O controle sobre esta rota marítima gera preocupações globais significativas, visto que o estreito é um dos pontos mais críticos para o tráfego de mercadorias. Os principais pontos de atenção incluem:
O estreito de Bab el-Mandeb e o de Hormuz movimentam mais de 25% do comércio mundial de petróleo. Cerca de um terço de todo o tráfego global de contêineres passa pelo Mar Vermelho. Relatos indicam planos dos houthis para cobrar taxas de passagem, aumentando a pressão econômica internacional. O governo do Iémen, reconhecido internacionalmente, já havia alertado sobre as intenções dos rebeldes em relação à via, cujo nome em árabe significa "Porta das Lágrimas". Os houthis, formalmente denominados Ansar Allah, ascenderam ao poder em 2014 após a tomada de Sanaá. O grupo integra o chamado Eixo da Resistência, rede apoiada pelo Corpo de Guardas da Revolução Islâmica do Irã.
A escalada do conflito intensificou-se após o reatamento das hostilidades em julho, quando o espaço aéreo iemenita foi desafiado por aeronaves iranianas. Em resposta, a Arábia Saudita iniciou bombardeios e os houthis declararam um bloqueio ao comércio de petróleo do reino. A situação provocou uma alta nos preços do barril de petróleo, que superaram a marca de 100 dólares na última quinta-feira.

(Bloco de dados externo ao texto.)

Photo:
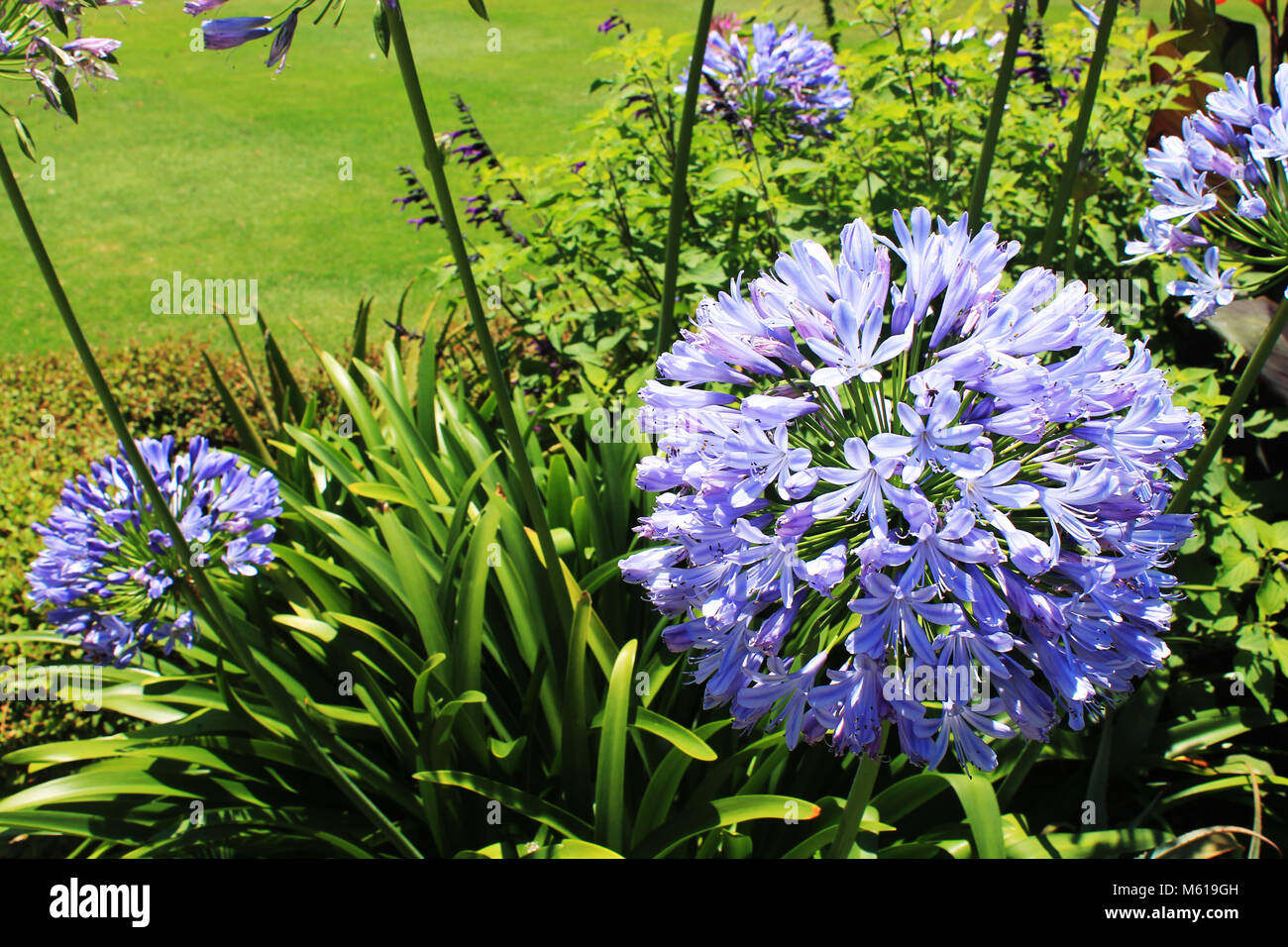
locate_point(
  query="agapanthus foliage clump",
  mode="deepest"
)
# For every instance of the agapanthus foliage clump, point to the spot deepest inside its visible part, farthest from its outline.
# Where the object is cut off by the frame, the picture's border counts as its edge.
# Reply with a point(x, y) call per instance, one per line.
point(1220, 191)
point(43, 42)
point(772, 78)
point(917, 497)
point(110, 570)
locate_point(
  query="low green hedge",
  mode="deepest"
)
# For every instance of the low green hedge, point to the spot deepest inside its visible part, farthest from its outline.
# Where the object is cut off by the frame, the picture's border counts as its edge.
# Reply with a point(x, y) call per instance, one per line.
point(51, 428)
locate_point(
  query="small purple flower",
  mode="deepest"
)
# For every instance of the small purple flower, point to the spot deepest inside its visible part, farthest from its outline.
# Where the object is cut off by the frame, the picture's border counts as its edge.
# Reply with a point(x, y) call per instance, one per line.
point(233, 31)
point(772, 76)
point(1237, 146)
point(1210, 287)
point(282, 42)
point(194, 8)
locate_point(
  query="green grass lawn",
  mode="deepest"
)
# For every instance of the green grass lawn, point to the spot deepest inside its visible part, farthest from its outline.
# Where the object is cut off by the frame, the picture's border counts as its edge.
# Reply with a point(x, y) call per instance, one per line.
point(213, 165)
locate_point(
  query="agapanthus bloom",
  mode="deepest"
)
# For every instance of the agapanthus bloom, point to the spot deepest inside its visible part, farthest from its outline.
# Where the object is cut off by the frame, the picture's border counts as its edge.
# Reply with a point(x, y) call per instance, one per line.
point(917, 497)
point(108, 570)
point(773, 75)
point(1220, 189)
point(31, 44)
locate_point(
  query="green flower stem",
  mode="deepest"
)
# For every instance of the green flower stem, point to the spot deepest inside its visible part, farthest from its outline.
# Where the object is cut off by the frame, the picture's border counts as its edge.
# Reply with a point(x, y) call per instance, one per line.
point(679, 180)
point(496, 376)
point(1214, 441)
point(202, 594)
point(1080, 131)
point(1019, 18)
point(861, 791)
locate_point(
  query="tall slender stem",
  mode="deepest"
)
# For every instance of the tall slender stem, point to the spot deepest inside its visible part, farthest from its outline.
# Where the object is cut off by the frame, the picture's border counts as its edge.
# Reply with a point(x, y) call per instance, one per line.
point(201, 594)
point(1006, 71)
point(861, 791)
point(1194, 476)
point(1080, 131)
point(679, 179)
point(496, 376)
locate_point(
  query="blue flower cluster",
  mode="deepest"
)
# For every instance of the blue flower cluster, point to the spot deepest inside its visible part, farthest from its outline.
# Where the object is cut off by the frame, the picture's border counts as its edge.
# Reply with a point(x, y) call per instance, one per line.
point(1234, 153)
point(858, 474)
point(787, 73)
point(108, 570)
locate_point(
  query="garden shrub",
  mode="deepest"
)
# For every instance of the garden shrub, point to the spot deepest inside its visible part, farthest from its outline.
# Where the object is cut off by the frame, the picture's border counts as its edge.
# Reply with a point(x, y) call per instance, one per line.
point(51, 428)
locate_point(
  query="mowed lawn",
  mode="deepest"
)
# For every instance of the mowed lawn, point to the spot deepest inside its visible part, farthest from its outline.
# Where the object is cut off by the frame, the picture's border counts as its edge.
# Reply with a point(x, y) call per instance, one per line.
point(211, 165)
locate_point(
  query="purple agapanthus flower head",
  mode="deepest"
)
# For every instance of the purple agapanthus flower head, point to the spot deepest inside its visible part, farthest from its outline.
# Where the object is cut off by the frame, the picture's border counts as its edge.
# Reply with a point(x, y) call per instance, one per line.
point(108, 570)
point(1212, 185)
point(773, 75)
point(893, 489)
point(31, 44)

Diplomaticamente, a Arábia Saudita busca alternativas, tendo assinado acordos de defesa com a Turquia e o Paquistão. Contudo, a efetividade de tais pactos permanece incerta, com autoridades paquistanesas enfatizando o caráter defensivo da aliança. Enquanto isso, o governo dos Estados Unidos mantém uma postura cautelosa, evitando novas intervenções diretas devido ao seu próprio envolvimento em conflitos regionais.

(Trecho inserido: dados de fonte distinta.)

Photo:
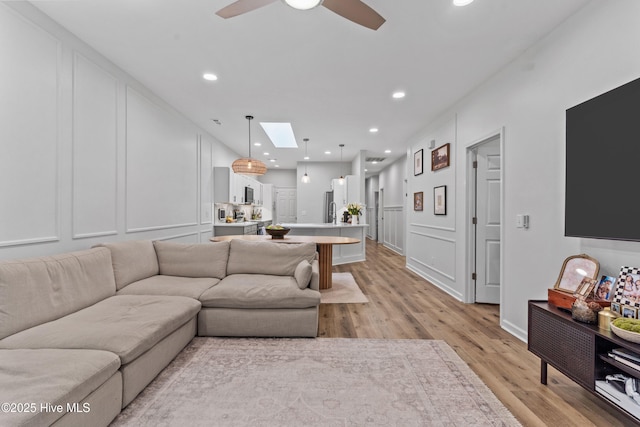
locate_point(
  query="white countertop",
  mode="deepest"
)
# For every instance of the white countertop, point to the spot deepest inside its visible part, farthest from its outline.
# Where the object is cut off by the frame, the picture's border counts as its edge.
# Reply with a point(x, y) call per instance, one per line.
point(321, 225)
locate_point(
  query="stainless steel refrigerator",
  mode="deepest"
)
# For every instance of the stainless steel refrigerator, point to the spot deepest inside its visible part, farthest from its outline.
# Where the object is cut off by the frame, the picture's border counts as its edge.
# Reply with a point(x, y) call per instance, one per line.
point(328, 198)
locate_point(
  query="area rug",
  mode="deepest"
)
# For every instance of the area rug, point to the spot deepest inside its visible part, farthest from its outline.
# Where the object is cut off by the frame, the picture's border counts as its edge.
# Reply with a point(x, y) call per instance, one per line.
point(316, 382)
point(344, 290)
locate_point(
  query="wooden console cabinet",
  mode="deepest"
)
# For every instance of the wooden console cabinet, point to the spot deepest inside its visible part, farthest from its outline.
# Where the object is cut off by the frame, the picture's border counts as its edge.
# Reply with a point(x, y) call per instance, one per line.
point(578, 350)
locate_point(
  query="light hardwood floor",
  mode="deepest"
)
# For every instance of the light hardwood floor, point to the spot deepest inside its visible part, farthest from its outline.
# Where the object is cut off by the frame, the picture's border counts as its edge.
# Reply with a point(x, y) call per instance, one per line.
point(402, 305)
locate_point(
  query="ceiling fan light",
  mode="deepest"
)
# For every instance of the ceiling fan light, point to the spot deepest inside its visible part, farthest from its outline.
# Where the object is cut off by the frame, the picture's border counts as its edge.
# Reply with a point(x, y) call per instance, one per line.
point(303, 4)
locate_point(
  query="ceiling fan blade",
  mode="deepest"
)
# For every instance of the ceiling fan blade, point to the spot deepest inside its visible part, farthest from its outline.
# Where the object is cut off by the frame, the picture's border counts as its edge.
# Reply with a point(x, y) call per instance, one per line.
point(241, 6)
point(356, 11)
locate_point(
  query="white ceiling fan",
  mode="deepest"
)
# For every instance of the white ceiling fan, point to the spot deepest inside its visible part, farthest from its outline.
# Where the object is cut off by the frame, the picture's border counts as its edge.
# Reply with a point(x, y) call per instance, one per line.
point(353, 10)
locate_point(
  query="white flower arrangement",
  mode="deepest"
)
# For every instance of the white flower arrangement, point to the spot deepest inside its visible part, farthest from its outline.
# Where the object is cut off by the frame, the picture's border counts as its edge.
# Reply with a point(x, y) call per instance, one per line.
point(354, 208)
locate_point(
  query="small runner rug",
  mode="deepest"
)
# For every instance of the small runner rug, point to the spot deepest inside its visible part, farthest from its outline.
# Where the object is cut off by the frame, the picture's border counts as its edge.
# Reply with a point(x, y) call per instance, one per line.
point(344, 290)
point(316, 382)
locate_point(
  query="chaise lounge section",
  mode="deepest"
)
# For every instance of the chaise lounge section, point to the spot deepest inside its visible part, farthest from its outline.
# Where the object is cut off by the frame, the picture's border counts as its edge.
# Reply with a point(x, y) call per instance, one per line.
point(95, 327)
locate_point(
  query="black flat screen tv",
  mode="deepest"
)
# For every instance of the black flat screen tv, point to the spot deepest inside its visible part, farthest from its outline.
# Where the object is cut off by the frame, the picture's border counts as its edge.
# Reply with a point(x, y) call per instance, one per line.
point(602, 197)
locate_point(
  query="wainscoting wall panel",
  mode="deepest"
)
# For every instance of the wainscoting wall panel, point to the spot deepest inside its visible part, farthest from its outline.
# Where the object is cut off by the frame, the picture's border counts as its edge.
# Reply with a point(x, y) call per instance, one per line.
point(161, 157)
point(30, 96)
point(95, 133)
point(394, 228)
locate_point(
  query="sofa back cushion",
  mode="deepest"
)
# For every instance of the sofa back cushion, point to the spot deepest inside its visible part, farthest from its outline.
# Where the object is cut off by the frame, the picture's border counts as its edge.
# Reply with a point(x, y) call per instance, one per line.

O Ministério dos Negócios Estrangeiros do Irã, por sua vez, defendeu a soberania iemenita e criticou bloqueios ou alianças militares como solução para a crise. Paralelamente, surgiram informações sobre o envio de conselheiros militares iranianos para auxiliar os houthis, embora tais alegações não tenham sido verificadas de forma independente. Para mais atualizações sobre o cenário geopolítico, acompanhe as últimas notícias .
O líder do conselho de governação do Iémen, Rashad al-Alimi, apelou recentemente por apoio internacional para proteger as costas do país. Ele ressaltou que a restauração do controle estatal sobre portos e águas territoriais é um interesse compartilhado por nações árabes e pela comunidade global. Desde o início da semana passada, os confrontos resultaram em mais de 500 mortes, majoritariamente de combatentes envolvidos no conflito.